Swedia vs Yunani Jadi Ujian Pertahanan Graham Potter

Swedia datang ke pertandingan ini setelah menelan kekalahan 1-3 dari Norwegia pada Senin, 1 Juni 2026. Hasil itu menambah perhatian terhadap performa lini belakang tim asuhan Potter.

Baca juga: Skuad Piala Dunia 2026: 1.248 Pemain, Messi-Ronaldo Berpeluang Cetak Rekor

Dalam lima pertandingan terakhir, Swedia belum mencatatkan clean sheet. Sejak Potter menjabat, gawang Swedia juga sudah kebobolan total 11 gol.
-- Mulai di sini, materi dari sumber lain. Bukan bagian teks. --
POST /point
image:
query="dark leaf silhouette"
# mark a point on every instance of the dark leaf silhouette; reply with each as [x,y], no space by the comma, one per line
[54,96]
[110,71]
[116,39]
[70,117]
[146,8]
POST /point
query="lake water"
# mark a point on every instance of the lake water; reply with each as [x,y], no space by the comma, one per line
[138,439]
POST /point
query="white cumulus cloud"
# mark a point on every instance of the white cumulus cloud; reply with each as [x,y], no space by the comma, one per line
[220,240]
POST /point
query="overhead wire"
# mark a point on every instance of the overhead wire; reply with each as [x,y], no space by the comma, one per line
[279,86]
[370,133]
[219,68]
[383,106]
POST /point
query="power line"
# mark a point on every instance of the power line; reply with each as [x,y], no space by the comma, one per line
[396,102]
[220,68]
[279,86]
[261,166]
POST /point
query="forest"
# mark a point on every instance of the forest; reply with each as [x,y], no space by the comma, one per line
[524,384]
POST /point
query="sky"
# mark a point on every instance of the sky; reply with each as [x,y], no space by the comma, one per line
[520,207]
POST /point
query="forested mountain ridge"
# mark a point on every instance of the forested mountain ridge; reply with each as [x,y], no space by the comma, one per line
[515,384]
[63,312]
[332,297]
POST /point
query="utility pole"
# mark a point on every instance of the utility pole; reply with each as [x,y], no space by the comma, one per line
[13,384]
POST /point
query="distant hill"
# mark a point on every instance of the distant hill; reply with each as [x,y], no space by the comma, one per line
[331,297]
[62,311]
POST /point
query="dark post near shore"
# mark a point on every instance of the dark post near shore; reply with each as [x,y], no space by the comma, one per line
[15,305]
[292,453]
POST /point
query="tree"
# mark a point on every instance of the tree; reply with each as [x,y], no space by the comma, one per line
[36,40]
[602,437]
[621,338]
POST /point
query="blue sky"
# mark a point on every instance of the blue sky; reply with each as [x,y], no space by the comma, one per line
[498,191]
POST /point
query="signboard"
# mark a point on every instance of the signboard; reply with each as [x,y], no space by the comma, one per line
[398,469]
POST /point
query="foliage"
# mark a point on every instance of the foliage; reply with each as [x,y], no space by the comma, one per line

Catatan tersebut membuat laga melawan Yunani menjadi momentum terakhir untuk memperbaiki detail permainan sebelum tampil di Piala Dunia 2026.

Bagi Swedia, pertandingan persahabatan ini bukan sekadar agenda pemanasan. Potter perlu mendapatkan gambaran yang lebih jelas mengenai kesiapan tim, terutama dalam menjaga organisasi pertahanan dan merespons tekanan lawan.

Kritik untuk Komposisi Skuad Swedia

Di tengah persiapan menuju Piala Dunia 2026, komposisi skuad Swedia juga mendapat sorotan. Mantan penyerang internasional Swedia, John Guidetti, mengkritik keputusan pelatih yang mencoret beberapa pemain berkarakter dari skuad final.

Kritik Guidetti berkaitan dengan tidak dipanggilnya Hugo Larsson dan Roony Bardghji ke dalam daftar 26 pemain. Ia menilai keputusan tersebut sulit dipahami.

“Saya tidak bisa memahaminya. Saya sangat marah! Anda menyingkirkan semua pemain yang memiliki karakter. Tugas Anda sebagai pelatih nasional adalah memastikan Anda memilih pemain terbaik,” kata Guidetti kepada TV4.

Namun, pandangan berbeda datang dari jurnalis Sportbladet dan Viaplay Swedia, Frida Fagerlund. Ia menilai tekanan terhadap tim saat ini relatif rendah karena kelolosan Swedia ke Piala Dunia sudah dianggap sebagai bonus.

“Fakta bahwa mereka bisa berpartisipasi di Piala Dunia saja sudah bonus. Tidak ada yang menduga itu terjadi. Orang-orang sudah lupa kemenangan grup di Nations League dan fakta bahwa mereka masih punya peluang,” ujar Fagerlund.

Yunani Siapkan Agenda UEFA Nations League

Sementara itu, Yunani datang ke Solna dengan situasi berbeda. Tim asuhan Ivan Jovanovic gagal melaju ke Piala Dunia 2026 setelah finis di peringkat ketiga Grup C kualifikasi UEFA.

Karena itu, laga melawan Swedia dimanfaatkan Yunani sebagai bagian dari persiapan menuju UEFA Nations League. Meski tidak tampil di Piala Dunia, pertandingan ini tetap penting untuk mengukur kondisi tim dan mencari perbaikan.

Yunani juga masih memiliki masalah di lini depan. Mereka gagal mencetak gol dalam tiga pertandingan beruntun. Catatan tersebut membuat laga persahabatan ini menjadi kesempatan untuk mengatasi kebuntuan produktivitas.

Dengan kondisi kedua tim yang sama-sama membutuhkan pembenahan, duel Swedia vs Yunani di Solna tetap memiliki nilai penting. Swedia mengejar kesiapan akhir menuju Piala Dunia 2026, sedangkan Yunani berusaha membangun dasar yang lebih baik untuk agenda berikutnya di UEFA Nations League.